Met Maarten Baas in het Groninger Museum
Straatpoëzie in Coevorden

Oet tied - Jan Jansz. de Stomme

Oet Tied
Afgelopen week deelde directeur Andreas Blühm van het Groninger Museum tijdens een bijeenkomst een boekje uit getiteld Grunnegs Museum. In de uitgave, samengesteld door conservator Egge Knol en streektaalman Henk Scholte, staan zo'n honderd afbeeldingen van voorwerpen uit de collectie van het Groninger Museum met daarnaast, en daar gaat het om, vijf woorden die naar het voorwerp verwijzen.

Het meest prominent afgedrukte woord is steeds in het Gronings.

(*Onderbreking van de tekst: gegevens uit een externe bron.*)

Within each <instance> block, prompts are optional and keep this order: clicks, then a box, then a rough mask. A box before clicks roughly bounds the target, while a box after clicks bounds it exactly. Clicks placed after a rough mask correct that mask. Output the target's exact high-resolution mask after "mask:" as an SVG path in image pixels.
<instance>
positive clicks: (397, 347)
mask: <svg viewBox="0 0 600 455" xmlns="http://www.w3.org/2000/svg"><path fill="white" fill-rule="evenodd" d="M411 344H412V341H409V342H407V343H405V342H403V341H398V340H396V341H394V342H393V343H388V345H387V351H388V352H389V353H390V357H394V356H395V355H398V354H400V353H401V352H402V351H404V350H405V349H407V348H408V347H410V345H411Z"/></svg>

De Nederlandse, Engelse, Duitse en Franse vertalingen worden bescheidener gepresenteerd. "Het is bedoeld om te laten zie wie we zijn en waar we vandaan komen", verklaarde Blühm die in een moeite door van een taaloefening sprak. Hij was trots op het boekje, dacht ik te zien. Misschien ook omdat hij zelf naar Keuls voorbeeld het idee had aangereikt en de Duitse woorden had mogen aanleveren.

Later op de dag schreef ik een klein stukje over Grunnegs Museum voor de website en de papieren uitvoering van Dagblad van het Noorden. Dat ging tussen de bedrijven door, er moest meer gedaan die dag. Blühm presenteerde ook zijn jaarprogramma en er kon nog een tentoonstelling worden bekeken. Denkend dat stukjes zo snel mogelijk in publiciteit moeten worden gebracht, gunde ik mezelf geen de tijd het boekje nader te bestuderen.

Gisteravond ging ik er voor zitten. Bij de de letter 'T' - Grunnegs Museum volgt het alfabet – trof ik een afbeelding van een schilderijtje gemaakt door de in Franeker geboren, maar in Groningen overleden Jan Jansz. de Stomme (1615 – ca 1657). Het paneeltje zit sinds 1899 in de museumcollectie. Ik had het nooit eerder gezien. Nu viel het oog er op dankzij de keuze van Egge Knol, de vormgeving van Rudo Menge en Henk Scholte die het inspireerde tot de uitdrukking 'Oet tied'.